V

THE RICH HERITAGE OF ARCHITECTURAL DETAILS

Although it is true that the vast majority of English buildings in Virginia during the seventeenth century were simple and unadorned, constructed by plain people, there was a large number of structures which had ornate or costly details and exquisite furnishings. What is known about these interesting features is still largely unknown to Virginians, and it is the purpose of this chapter to make mention of some of them.

The richest details known to a seventeenth-century building in the Old Dominion appear to have once upon a time decorated the ceiling of the Great Hall of "William Sherwood's House," built about 1677-80 in Jamestown. The dwelling was a small, brick, storey-and-garret residence built on top of and across the foundation ruins of the old "Governor's House," already described. Mr. Sherwood's Great Hall, seventeen feet by sixteen in size, was rented in 1685 by the Government of Virginia and used as a Council Room by His Majesty's Governor and Council.

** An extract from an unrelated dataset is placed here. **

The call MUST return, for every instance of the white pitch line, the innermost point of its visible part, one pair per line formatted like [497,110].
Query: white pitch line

Now for the discovery. It was in the excavations of 1935 in Sherwood's neat, brick basement, and in the area immediately surrounding that cellar, that more than fifty thousand fragments of plaster were retrieved. There are still some who do not believe that this plaster work came from Sherwood's House; but like "Kilroy," this writer was there and can vouch for its coming from Sherwood's. In fact we have charts showing exactly where each important fragment of plaster was found, and at what depth below the ground.

At any rate, some of the plaster was colored or frescoed, and much of it was moulded. There were two particular pieces of plaster with raised letters upon them: on one the letters "VI," on the other the letter "Y." What did they mean? This writer invited Mr. Singleton Moorehead, of the Williamsburg Restoration, down to Jamestown Island to view the letters, and he immediately identified them as belonging to the "Garter" of the Royal Arms of Great Britain. In quoting what the Garter states, we have underlined the Jamestown letters, thus: "HONI SOIT QVI MAL Y PENSE." Translated, the words mean, "Evil be to him who evil thinks." There is no doubt that Mr. Moorehead was correct. The tail of the "Q" in "QVI" showed plainly, and the blank space in front of the "Y" indicated that it was a letter by itself. But with the Garter in hand we could identify the other important plaster finds—the masks, roses, leaves, the lion, the hand-and-book, and the ribs, which ordinarily divide a large plaster composition into separate panels—as part of the Royal Coat of Arms.

In England such a ceiling arrangement in plaster was called "pargetry" and was a Tudor manner of decorating an important room. How appropriate to find the Royal Arms of England in the room in Sherwood's which was used by His Majesty's Governor and Council. That was one of the great archaeological finds of America, and the translation of the inscription one of the great interpretations.

The important, widespread, and non-perishable building material of tidewater was brick; and when we take up the subject of seventeenth-century brickwork, we may still with justification hover about the ruins of "William Sherwood's House" at Jamestown as a starting point. It was there were found the largest and most varied collection of rubbed or gauged brick in that capital city. By "gauging"—and we have mentioned the term before in describing certain church doorways,—we mean that the bricks have been cut and finished off by rubbing upon a sandstone. In England by 1660, only about seventeen years before Mr. Sherwood's home was erected, gauged bricks had become widely popular. Such bricks were usually lighter in color than the run-of-the-mill bricks, and were employed on cornices, belt or string courses, quoins at the corners of buildings, and the heads and jambs of openings. They dressed up an edifice in the eye of the seventeenth-century beholder.